Was ist ein Freischwinger? Die Bezeichnung "Freischwinger" leitet sich von der Form dieses exklusiven Sitzmöbels ab. 1926 entwickelte Mart Stam den ersten Stuhl ohne Hinterbeine. Ein Stuhl ohne Hinterbeine ermöglicht es, den Stuhl durch das Gewicht des Sitzenden zum Schwingen zu bringen. Der Stuhl schwingt dabei so "frei" - es gibt keinen Widerstand - außer der Spannungselastizität des Rahmens.
Im Duden findet man folgende kurze prägnante Erläuterung zum Freischwinger: "Stuhl mit einem aus Stahlrohr gebogenen federnden Gestell."
Die heute häufig vorkommenden Freischwinger nutzen dazu tatsächlich als Gestell einen gebogenges Stahlrohr. Es wurden aber auch andere Materialien wie Holz zum Schwingen verwendet. So unter Regie vom Finnen Alver Aalto. Doch die Faszination des "Frei Schwingens" ergibt sich besonders durch die Verwendung eines Metallrohres. Das Gewicht des Sitzenden wird über ein dünnes Rohr - welches zu einem liegendem U gebogen wurde - umgeleitet. Umgeleitet zum Standfuß. Gern würde ich mir eine Visualisierung der Kraftverteilung anschauen, die sich vom Stahlrohr unter der Sitz- und Lehnenfläche bis hin zum Fußteil verteilt, wenn der Stuhl belastet wird. Jede Gewichtsverteilung des Sitzenden wird von nun an wieder neu auf das gesamte Gestellt verteilt und ausgeglichen.
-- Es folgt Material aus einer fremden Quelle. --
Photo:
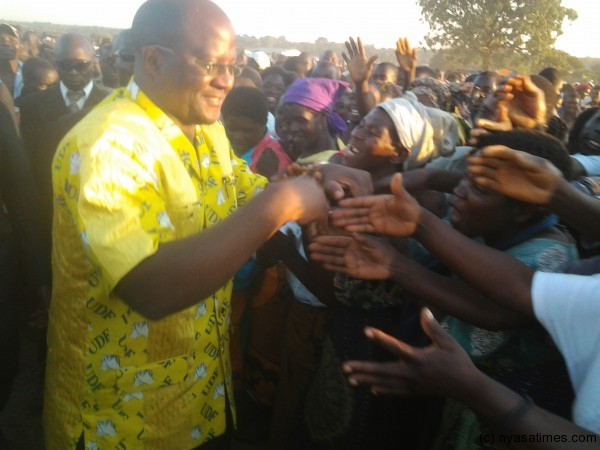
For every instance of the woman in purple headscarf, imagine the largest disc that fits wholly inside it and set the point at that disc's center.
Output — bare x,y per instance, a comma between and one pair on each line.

Als persönliche Anekdote und meiner ersten bewussten Begegnung mit einem Freischwinger, fand bei meinem damaligen Zahnarzt statt: Als Kind mussten mir aufgrund zu geringen Abstandes einige Zähne gezogen werden. Ins Wartezimmer mit großer Anspannung im Hinblick auf die bevorstehende Strapaze eingegangen, nahm ich damals Platz auf einem Freischwinger der 70er Jahre. Schon nach kurzer Zeit begann ich etwas hin und her zu wippen. Schnell stellte sich dadurch bei mir das Gefühl einer Art der Leichtigkeit ein. Ich verspürte, dass mich dieses Wippen unbewusst entspannen ließ. Schon dadurch gewann ich den Freischwinger, wenn auch nur im Unterbewusstsein, lieb, war er doch in dieser Situation ein Gehilfe der mir dabei half, meine Anspannung zu verringern. Auch wenn der damalige Freischwinger keine Besonderheit darstellte und einer von Millionen produzierten Examplaren war und bestimmt kein originales Sitzmöbel aus den 30er Jahren, so konnte ich die Lebendigkeit seines Wesens doch spüren.
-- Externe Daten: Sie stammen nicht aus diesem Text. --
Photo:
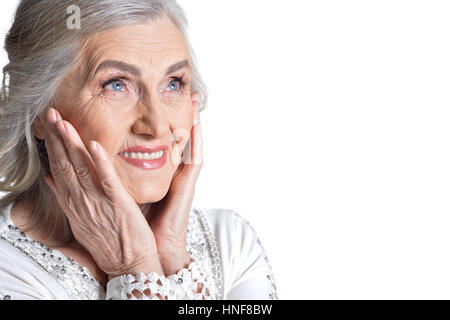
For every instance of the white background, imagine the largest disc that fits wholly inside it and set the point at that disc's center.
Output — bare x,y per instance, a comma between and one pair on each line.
328,129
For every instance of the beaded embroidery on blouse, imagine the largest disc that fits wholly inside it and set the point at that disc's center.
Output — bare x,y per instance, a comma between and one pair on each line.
270,277
78,281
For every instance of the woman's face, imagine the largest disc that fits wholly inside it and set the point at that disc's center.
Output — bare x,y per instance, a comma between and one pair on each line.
131,89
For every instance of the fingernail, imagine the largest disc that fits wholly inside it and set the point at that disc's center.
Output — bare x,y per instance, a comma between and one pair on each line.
58,115
94,146
61,127
196,114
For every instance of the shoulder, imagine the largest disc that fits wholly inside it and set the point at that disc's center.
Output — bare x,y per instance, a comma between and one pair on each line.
229,227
Der Vollständigkeit halber sei erwähnt, Freischwinger gibt es nicht nur als Stuhl, sondern auch als Sessel, Sofa oder Hocker. Besonders aber im Entwurf von Mart Stam, in der Version mit Formschichtholz zeigt sich, wie bequem ein Stuhl aus den Materialen Metall und Holz sein kann.